Das russische Wort »Täubchen« hatte ihn so heftig getroffen wie ein plötzlicher Zahnschmerz. Zwirn ist bei seiner Muttersprache sehr empfindlich, er mag als Mann nicht »Täubchen« genannt werden, das verletzt seinen Stolz. »Täubchen« nannte ihn zum letzten Mal eine längst verstorbene Großtante, die für Kinder noch Gewänder aus der »guten Zeit« aufbewahrte. Diese Kleider sahen alle aus wie Mädchenkleider, waren es vielleicht sogar, und Zwirn erinnert sich mit Schrecken an eine braunstichige Photographie, die ihn mit langen, bis auf die Schultern herabfallenden Locken zeigt.
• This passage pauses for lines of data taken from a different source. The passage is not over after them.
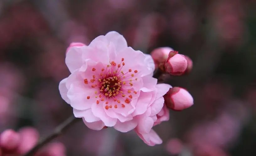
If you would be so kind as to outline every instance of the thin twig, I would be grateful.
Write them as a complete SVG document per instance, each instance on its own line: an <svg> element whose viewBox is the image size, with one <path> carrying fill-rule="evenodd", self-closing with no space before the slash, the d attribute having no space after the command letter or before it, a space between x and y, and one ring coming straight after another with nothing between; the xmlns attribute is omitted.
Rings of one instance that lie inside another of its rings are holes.
<svg viewBox="0 0 256 156"><path fill-rule="evenodd" d="M32 156L39 149L60 135L66 129L79 120L79 118L76 118L73 115L69 117L57 127L51 134L44 138L36 146L24 156Z"/></svg>

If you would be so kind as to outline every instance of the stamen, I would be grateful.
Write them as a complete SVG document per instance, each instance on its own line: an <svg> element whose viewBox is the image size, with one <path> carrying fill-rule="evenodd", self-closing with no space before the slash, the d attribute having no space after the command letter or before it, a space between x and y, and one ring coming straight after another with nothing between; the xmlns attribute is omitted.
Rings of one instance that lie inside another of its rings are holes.
<svg viewBox="0 0 256 156"><path fill-rule="evenodd" d="M125 102L127 104L129 104L130 103L130 100L128 98L126 98L125 100Z"/></svg>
»Nein«, antwortet Zwirn grummelig, ohne auf den Grund seiner plötzlichen Verstimmung einzugehen, »ich kann mich beim besten Willen nur an Einzelheiten erinnern, deren Fehlen, also deren Abwesenheit mir aufgefallen ist. Also die fehlende Uniform des jungen Mannes, die ich schon erwähnte. Was mir im Nachhinein auch noch merkwürdig vorkommt, ist, dass er nicht nach Knoblauch gerochen hat. Jeder riecht in dieser Stadt nach Knoblauch, Junge wie Alte, Frauen wie Männer, aber dieser Verkäufer roch eben ausdrücklich nicht nach Knoblauch. Das fällt mir aber erst jetzt ein. Und dann noch ein Drittes: Der kleine Kerl war oder ist bei all seiner Unscheinbarkeit von einer umwerfenden Höflichkeit. Vorbildliches Benehmen, wenn du verstehst, was ich meine.«
»Höflichkeit?«, fragt die Kollegin, die mit einem energischen Griff der rechten Hand einen Stift und ein quadratisches Notizheft aus der linken Brusttasche ihrer Bluse gezogen hat. »Was genau soll das heißen? Kleinbürgerliche Manieren? Ein Duckmäuser?« Ihre hellrote Zunge gleitet zweimal flink über die Spitze des Schreibgerätes. Ihre Knie hält sie unter dem Rock eng gegeneinandergepresst. Zwirn ist kurz irritiert, einmal, weil das Hervorziehen des Notizheftes gleich zwei Knöpfe der Bluse geöffnet hat, zum anderen, weil der Einband des Heftes einen Schwarm von Goldfischen zeigt, der ihn zu bitteren Rückschlüssen auf den Geschmack der Besitzerin zwingt. Am meisten verstört ihn jedoch, dass dieses Gespräch merklich eine andere Richtung zu nehmen scheint. Vertraulich, ja, fürsorglich hat es begonnen, jetzt durchweht ein wahrnehmbarer Hauch von Schwefel das Geschehen. Für eine Unterhaltung unter Kollegen verwenden die Beteiligten nur in besonderen Fällen schriftliche Notizen.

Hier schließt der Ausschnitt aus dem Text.